Refus d’être assigné à résidence, refus des oppositions tranchantes...
Combien de fois m’a-t-on fait remarquer que le mot entre figurait
dans les titres et les chapitres de mes livres, au point de faire de
moi un « spécialiste de l’entre-deux » ! Mais c’était méconnaître que
si, par malheur, j’en étais le « spécialiste », je cesserais aussitôt
d’y trouver mon bonheur.
Comment ne pas songer, dès qu’on évoque les deux rives, à l’autre barque,
à celle de Charon, qui conduit de la cité où s’activent les vivants à
celle où reposent les morts ? Il se pourrait bien qu’en passant
librement d’une rive à l’autre, en franchissant les ponts ou, mieux, des
passerelles comme celle du pont des Arts, en flânant ici et là sans
rester définitivement fixé à un point d’attache, je m’assure qu’il n’y a
pas d’aller sans retour et que toute traversée s’effectue dans les deux
sens.
Pourtant ce n’est pas l’image de l’autre barque qu’éveille en moi Le Flâneur des deux rives.
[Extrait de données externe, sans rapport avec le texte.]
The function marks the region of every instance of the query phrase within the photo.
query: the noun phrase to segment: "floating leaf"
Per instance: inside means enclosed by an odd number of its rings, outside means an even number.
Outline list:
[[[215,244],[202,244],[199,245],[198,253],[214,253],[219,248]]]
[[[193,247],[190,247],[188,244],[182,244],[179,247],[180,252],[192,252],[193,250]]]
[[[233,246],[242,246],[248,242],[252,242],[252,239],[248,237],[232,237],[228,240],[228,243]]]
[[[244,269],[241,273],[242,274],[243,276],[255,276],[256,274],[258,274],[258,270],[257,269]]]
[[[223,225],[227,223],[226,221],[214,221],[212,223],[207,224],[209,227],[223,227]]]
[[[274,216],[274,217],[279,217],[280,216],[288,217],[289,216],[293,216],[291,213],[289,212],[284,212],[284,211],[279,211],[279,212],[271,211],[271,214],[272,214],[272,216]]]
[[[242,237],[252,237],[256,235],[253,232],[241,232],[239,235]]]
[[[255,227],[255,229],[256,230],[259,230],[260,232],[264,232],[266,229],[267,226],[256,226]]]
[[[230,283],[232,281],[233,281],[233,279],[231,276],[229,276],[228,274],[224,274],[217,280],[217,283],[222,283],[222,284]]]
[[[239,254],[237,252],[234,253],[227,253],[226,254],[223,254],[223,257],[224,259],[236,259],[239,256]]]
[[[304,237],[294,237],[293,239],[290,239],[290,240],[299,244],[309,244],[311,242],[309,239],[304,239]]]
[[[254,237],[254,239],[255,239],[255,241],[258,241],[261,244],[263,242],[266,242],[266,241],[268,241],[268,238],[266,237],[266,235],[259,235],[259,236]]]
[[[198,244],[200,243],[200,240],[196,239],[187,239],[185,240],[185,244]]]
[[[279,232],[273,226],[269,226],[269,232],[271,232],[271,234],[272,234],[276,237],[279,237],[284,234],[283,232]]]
Apollinaire y évoque des lieux qu’il a connus, des quais, lui aussi,
des rues (que sont-elles devenues, ces amies d’autrefois !), des
librairies. Sa mémoire est rêveuse comme la mienne dans ce livre-ci.
Elle flâne et s’attarde un instant, avec un rien de nostalgie et pas mal
de tendresse, sur tel ou tel moment passé. De ces moments-là, elle
refuse de se séparer. Je relis les premières lignes du Flâneur :
« Les hommes ne se séparent de rien sans regret, et même les lieux, les
choses et les gens qui les rendirent le plus malheureux, ils ne les
abandonnent point sans douleur. »
Se séparer de soi : tâche aussi
douloureuse qu’inéluctable et même nécessaire pour qui ne consent pas à
rester sur place et que porte le désir d’avancer, d’aller au-devant de
ce qui, n’étant pas soi, a des chances d’être à venir.
vendredi 23 avril 2021
A propos de flânerie
Extrait de Le Dormeur éveillé, de Jean-Bertrand Pontalis, l'un de mes auteurs de prédilection (on peut dire le premier). Je me retrouve dans ce passage.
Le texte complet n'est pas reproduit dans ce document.